Paul

Confusing Seth Rogen show has its shiny moments under so much Star Wars referencing

Mar 18, 2011 at 12:00 am
Aw, ain't Paul just so dang cute!
Aw, ain't Paul just so dang cute!

Paul

GRADE: C+

The premise of a foul-mouthed, sarcastic extraterrestrial running amok on earth is certainly workable; it was enough to keep ALF on TV for years, but it has to be delicately finessed in a big-budget screen comedy. Paul prefers to throw pop culture references, swear words and anal probe jokes out to see what sticks, with mixed results.

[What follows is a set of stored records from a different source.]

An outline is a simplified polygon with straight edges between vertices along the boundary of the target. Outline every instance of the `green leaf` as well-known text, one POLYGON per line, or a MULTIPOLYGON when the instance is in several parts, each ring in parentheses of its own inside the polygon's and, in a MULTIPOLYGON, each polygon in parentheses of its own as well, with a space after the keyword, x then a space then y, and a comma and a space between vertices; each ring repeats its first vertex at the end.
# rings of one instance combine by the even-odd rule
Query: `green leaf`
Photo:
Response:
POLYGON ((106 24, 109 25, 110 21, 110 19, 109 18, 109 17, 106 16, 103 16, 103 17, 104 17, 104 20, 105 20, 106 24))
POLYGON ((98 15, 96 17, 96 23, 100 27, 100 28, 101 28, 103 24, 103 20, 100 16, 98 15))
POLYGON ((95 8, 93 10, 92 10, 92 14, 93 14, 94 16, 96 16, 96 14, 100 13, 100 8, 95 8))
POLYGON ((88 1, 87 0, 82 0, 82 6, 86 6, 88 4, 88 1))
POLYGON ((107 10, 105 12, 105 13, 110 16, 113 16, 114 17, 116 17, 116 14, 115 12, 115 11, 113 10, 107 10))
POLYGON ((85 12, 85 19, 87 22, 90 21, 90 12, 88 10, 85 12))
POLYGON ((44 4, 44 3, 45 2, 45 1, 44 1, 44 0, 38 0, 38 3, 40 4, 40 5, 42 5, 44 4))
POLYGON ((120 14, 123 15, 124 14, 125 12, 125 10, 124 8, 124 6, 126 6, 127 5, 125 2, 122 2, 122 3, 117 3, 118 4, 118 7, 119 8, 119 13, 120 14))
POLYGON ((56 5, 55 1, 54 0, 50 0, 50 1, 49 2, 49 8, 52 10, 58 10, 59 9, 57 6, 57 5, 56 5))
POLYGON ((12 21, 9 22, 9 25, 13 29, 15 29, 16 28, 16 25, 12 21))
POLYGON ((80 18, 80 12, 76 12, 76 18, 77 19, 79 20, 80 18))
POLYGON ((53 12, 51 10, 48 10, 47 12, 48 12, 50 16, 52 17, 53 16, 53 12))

As the flip-flop wearing, wise-cracking, weed-toking, live-bird-munching title critter, Seth Rogen continues to balance between ingratiating and irritating, lending his stoned-out snark and breathy giggle to a CGI critter that's impressively rendered but fairly generic. His wingmen are two personifications of nerd rage, Simon Pegg and Nick Frost (who wrote it), two funny blokes who should act their age.

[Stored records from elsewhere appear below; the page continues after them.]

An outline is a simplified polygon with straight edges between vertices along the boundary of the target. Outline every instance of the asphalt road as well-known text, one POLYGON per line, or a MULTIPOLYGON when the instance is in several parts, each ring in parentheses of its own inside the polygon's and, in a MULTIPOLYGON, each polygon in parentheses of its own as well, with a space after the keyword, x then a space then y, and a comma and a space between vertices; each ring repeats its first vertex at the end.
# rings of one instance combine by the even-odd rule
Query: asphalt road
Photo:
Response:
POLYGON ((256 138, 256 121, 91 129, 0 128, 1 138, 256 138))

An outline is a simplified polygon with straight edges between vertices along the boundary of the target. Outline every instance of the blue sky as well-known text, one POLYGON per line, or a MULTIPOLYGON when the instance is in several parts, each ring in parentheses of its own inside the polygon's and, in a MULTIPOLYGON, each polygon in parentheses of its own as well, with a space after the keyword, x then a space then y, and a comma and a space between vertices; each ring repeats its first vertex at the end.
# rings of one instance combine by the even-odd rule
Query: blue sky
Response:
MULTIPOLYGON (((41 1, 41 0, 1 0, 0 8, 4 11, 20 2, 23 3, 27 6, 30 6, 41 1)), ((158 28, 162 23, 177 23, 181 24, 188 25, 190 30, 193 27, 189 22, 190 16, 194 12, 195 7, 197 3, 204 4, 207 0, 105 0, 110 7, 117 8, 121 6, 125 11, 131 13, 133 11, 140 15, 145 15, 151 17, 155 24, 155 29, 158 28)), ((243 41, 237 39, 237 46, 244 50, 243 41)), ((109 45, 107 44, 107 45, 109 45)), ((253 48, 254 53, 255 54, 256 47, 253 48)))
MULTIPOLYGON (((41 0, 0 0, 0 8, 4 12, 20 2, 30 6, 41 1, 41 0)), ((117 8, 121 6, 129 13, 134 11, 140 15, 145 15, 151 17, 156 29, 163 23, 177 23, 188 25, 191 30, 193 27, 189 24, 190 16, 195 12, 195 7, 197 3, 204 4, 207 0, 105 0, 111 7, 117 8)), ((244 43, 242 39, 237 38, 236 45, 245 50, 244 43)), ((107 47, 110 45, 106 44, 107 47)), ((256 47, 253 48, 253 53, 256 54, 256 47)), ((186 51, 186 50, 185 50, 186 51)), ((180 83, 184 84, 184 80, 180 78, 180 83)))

Frost plays portly Clive, author of an obscure sci-fi novel, notable for the lurid, slave girl cover ("Three Tits!") drawn by Pegg's mild-mannered Graeme. These Brit besties are on a dork pilgrimage to the United States to take a road trip in an RV, with stops at holy sites such as Comic Con, Roswell and Area 51. To their shock and delight, they stumble on a real-life fugitive illegal alien — the kind with an oversized head, magical powers and tendency to flash his otherworldly junk. If he looks like the bug-eyed monster archetype, it's because the government has been seeding his image into pop culture since he crashed on our soil in the '50s, to prepare the public for his debut. The idea didn't work, and rednecks squeal and shoot at him. Paul and friends also have to dodge bullets fired by the G-men on his tail — led by Jason Bateman — as they attempt to find a safe spot for the little guy to phone home. A sheltered Bible-thumper, played with scene-stealing gusto by a very game Kristen Wiig, is along for the ride, and Paul exposes her to a new universe of ideas, drugs and curse words. She has a tentative romance with Pegg, which is tender when the movie isn't blowing things up or being smugly hip.

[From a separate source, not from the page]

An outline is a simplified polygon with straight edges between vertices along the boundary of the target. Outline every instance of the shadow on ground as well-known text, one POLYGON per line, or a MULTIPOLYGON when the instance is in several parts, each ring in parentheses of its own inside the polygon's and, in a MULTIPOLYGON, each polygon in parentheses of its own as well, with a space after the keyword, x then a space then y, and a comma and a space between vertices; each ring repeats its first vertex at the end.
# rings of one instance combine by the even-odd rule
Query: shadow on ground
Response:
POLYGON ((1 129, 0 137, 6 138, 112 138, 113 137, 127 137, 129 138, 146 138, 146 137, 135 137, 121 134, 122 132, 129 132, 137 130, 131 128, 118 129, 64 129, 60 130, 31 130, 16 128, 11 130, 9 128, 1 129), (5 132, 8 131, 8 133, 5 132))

Paul just drowns in geek butter; every scene is stuffed with winks, nods and Easter eggs, a cavalcade of inside jokes, including a honky-tonk band playing Mos Eisley cantina music with fiddles. A galaxy of fantasy flicks get referenced, but the Star Wars allusions are so numerous that George Lucas could file for a writer's credit.

The film is at once amusing and slightly disappointing. Where Pegg and Frost's earlier hits — Shaun of the Dead and Hot Fuzz — were sharp and targeted satires of specific genres, Paul is vague. An odd amalgamation of E.T., Close Encounters and Men in Black gets spoofed here, all within the superstructure of a fish-outta-water buddy road picture.

While the animated hero may be trying to go home, Frost and Pegg are unwilling to leave the '80s movie womb. It's difficult to lampoon when you're being reverent, or to make jokes with your noses buried in back issues of Starlog.